The clustering impossibility theorem should be mentioned. it is similar to Arrow's impossibility theorem, except for clustering. I don't know who created it though. Briefly, it states that any clustering algorithm should have these 3 properties:
No clustering algorithm can have all 3.
-- BAxelrod 03:53, 16 December 2005 (UTC)
It is a good thing to have and mostly one should reference, I guess \bibitem{JK02} Jon Kleinberg. An impossibility theorem for clustering - Advances in Neural Information Processing Systems, 2002.
However, if there is not another source, then I'd mention that there is a little problem with this theorem as it is presented in that article.
First, it deals with graphs G(V,E), having |V| >= 2 and having distances d(i,j) = 0 iff i==j, i,j in V. Thus, take richness and scale invariance (which means that a graph with some fixed weights has the same clustering if all the weights are multiplied by some positive constant), a graph with |V| = 2, and boom - here you go. For each clustering we get either scale invariance or richness. If there is richness, then scale invariance does not work and the other way round. Sweet, is not it? Or am I wrong somewhere?
Could you please explain something about Isodata Algorithm for data clustering
The last external link on this page has an example on ISODATA clustering. I will try to do a digest when I have time, but feel free to beat me to it. Bryan
Beyond the division of clustering methodologies hierarchical/partitional agglomerative/divisive, it is possible to differentiate betewen: Arrivial of data points: on-line/off-line Type of data: stationary/non-stationary
Additionally it may be helpful to discuss some of the difficulties in clustering data, in particular choosing the correct number of centroids, limits on memory or processing time, and techniques for solving them, such as measuring phase transition (Rose, Gurewitz & Fox)

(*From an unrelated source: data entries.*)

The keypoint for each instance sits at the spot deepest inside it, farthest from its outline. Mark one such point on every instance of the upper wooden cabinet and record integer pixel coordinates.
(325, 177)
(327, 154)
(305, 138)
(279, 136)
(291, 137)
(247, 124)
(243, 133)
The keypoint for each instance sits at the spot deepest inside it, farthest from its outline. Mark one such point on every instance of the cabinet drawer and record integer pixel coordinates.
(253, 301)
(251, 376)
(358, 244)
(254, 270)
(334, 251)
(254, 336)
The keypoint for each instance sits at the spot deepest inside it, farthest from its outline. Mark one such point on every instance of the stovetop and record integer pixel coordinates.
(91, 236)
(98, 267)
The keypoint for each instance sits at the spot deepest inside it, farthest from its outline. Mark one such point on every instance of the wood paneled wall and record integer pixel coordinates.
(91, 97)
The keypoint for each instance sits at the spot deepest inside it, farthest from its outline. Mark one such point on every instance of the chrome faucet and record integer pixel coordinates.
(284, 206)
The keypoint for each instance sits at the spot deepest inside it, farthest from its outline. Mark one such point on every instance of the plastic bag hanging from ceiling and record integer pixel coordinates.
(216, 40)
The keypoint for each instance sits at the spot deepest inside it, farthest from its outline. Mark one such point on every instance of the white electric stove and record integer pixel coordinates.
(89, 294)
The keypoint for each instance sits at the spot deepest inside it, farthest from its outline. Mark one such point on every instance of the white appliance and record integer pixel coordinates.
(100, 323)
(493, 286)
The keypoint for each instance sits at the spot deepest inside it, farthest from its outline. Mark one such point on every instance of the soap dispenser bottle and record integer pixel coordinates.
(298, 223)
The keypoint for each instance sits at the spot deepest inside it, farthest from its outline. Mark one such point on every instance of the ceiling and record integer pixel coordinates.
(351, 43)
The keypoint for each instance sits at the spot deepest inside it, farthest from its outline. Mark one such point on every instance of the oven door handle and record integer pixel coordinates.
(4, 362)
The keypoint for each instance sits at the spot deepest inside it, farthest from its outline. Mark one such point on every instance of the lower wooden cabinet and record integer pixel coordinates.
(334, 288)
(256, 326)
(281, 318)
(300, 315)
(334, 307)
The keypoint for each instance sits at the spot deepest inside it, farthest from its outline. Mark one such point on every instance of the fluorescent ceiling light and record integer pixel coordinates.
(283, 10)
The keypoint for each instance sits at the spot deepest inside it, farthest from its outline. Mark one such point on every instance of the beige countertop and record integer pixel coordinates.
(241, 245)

It seems a large amount of the effort in text mining related to text clustering is left out of this article, but it seems to be most appropriate place. Josh Froelich 20:16, 9 January 2007 (UTC)
I believe that this algorithm developed at the University of Toronto by Brendan Frey, a professor in the department of Electrical and Computer Engineering and Delbert Dueck, a member of his research group which appeared in Science (journal) Feb 07 will change the way people think about clustering. See www.psi.toronto.edu/affinitypropagation/ and www.sciencemag.org/cgi/content/full/sci;315/5814/972 . However I am not capable of writing a full introduction, so I hope someone better equiped for the job will do that. Including the AP breakthrough is a must in my view to retain the currency of this article. Bunty.Gill 08:50, 24 April 2007 (UTC)
"Recurse with the reduced set of points." (with link to recursion)
Is this really recursion? I would call it iteration. You repeat the process until you can't go any further, then you stop. Sounds like a while loop to me.
--84.9.95.214 17:28, 1 July 2007 (UTC)
If you take a look at the Recursion (computer science) article "Any function that can be evaluated by a computer can be expressed in terms of recursive functions without the use of iteration, in continuation-passing style; and conversely any recursive function can be expressed in terms of iteration.", i.e. you can rewrite anything primitive recursive to an iterated algo. Here, recursion is in the philosophical sense, since you apply the same analysis to a reduced set of points.
As mentioned in the article there are several different terms used to describe cluster analysis. However, the most frequent term used in books, papers, etc, always appears to be cluster analysis by a fair margin. It would make sense to use the most widely used term as the page name.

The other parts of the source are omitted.